Dalam menjawab pertanyaan ini Syaikh bin Baz mengatakan: “Orang yang diketahui berdoa, beristighotsah dan bernadzar kepada orang-orang yang telah meninggal dunia, serta melakukan amalan-amalan ibadah lainnya kepada orang-orang yang telah mati tersebut, maka orang tersebut adalah orang musyrik dan kafir yang tidak diperbolehkan menikah dengannya, tidak boleh masuk masjidil harom, tidak boleh memperlakukannya sebagaimana memperlakukan kaum muslimin, meskipun dia mengaku tidak tahu sampai dia bertobat kepada Allah dari perbuatan-perbuatan tersebut … Tidak perlu dihiraukan bahwa mereka itu adalah orang-orang yang tidak paham.
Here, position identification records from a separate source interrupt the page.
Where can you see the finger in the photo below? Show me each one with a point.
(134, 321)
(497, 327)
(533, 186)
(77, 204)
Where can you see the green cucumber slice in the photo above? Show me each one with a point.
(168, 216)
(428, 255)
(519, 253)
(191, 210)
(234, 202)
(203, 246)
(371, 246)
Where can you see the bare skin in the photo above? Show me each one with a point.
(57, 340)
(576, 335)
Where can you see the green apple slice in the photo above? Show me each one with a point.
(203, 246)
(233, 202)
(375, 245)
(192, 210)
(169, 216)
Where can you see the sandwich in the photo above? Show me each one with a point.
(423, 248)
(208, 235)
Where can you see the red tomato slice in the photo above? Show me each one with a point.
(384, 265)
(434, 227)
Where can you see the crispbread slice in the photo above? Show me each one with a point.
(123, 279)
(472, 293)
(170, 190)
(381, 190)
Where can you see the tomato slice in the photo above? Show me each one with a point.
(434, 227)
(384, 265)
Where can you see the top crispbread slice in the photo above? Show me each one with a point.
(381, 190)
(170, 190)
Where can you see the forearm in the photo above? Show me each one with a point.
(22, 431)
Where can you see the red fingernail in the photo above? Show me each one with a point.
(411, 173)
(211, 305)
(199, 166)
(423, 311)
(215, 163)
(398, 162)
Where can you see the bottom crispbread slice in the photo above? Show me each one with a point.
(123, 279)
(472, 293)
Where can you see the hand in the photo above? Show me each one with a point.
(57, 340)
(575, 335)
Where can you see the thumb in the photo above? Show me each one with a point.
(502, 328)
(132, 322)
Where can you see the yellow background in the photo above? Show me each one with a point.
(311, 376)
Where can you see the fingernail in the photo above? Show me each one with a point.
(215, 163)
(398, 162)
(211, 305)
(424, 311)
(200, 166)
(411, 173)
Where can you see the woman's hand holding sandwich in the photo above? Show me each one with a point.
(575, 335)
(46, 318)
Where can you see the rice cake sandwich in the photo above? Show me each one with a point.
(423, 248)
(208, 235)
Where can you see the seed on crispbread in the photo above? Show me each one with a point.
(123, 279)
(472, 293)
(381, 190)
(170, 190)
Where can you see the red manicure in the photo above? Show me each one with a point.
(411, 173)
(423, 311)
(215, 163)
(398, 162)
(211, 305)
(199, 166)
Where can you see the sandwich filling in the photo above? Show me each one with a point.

Pokoknya mereka itu diperlakukan sebagaimana orang-orang kafir sampai mereka bertobat kepada Allah dari perbuatan-perbuatan tersebut. Hal ini berdasarkan firman Allah SWT yang berkaitan dengan orang-orang seperti mereka: ((Apabila mereka melakukan perbuatan keji mereka berkata: Kami dapati bapak-bapak kami melakukannya dan Allah memerintahkan kami untuk melakukannya. Katakanlah: Sesungguhnya Allah itu tidak memerintahkan berbuat keji. Apakan kalian berani mengatakan tentang Allah apa yang tidak kalian ketahui. Katakanlah: Rabb ku memerintahkanku berlaku adil, dan hadapkanlah wajah kalian kepada-Nya pada saat sholat, serta beribadahlah kalian kepada-Nya dengan memurnikan ketaatan kepada-Nya. Sebagaimana Allah memulai penciptaan kalian kepada-Nya pula kalian akan kembali. Sebagian Allah beri petunjuk dan sebagian lagi sudah pasti tersesat. Sesungguhnya mereka telah menjadikan setan sebagai pemimpin selain Allah dan mereka menyangka bahwa mereka adalah orang-orang yang mendapatkan petunjuk.)).” (Al-A’raf: 28-30)

Juga berdasarkan firman Allah SWT berkenaan dengan orang-orang nasrani dan yang semisal dengannya: ((Katakanlah: Maukah kalian aku beritahukan siapa orang-orang yang paling merugi amal perbuatanya? Yaitu orang-orang yang sia-sia amal perbuatannya dalam kehidupan dunia sedangkan mereka menyangka bahwa mereka telah berbuat baik)). (Al-Kahfi: 103-104). (Tuhfatul Ikhwan Bi Fatawa Tata’allaqu Bi Arkanil Islam, karangan Syaikh Bin Baz, hal. 45)

Dalam kesempatan lain ia ditanya mengenai hukum orang yang meyakini bahwa Nabi SAW itu bukan manusia. Orang itu beristighotsah kepadanya sedangkan dia tidak mengehahui hukum dari perbuatannya tersebut, sebab dia melakukan perbuatan tersebut hanya karena para ulama’ panutannya memberikan fatwa kepadanya agar melakukannya.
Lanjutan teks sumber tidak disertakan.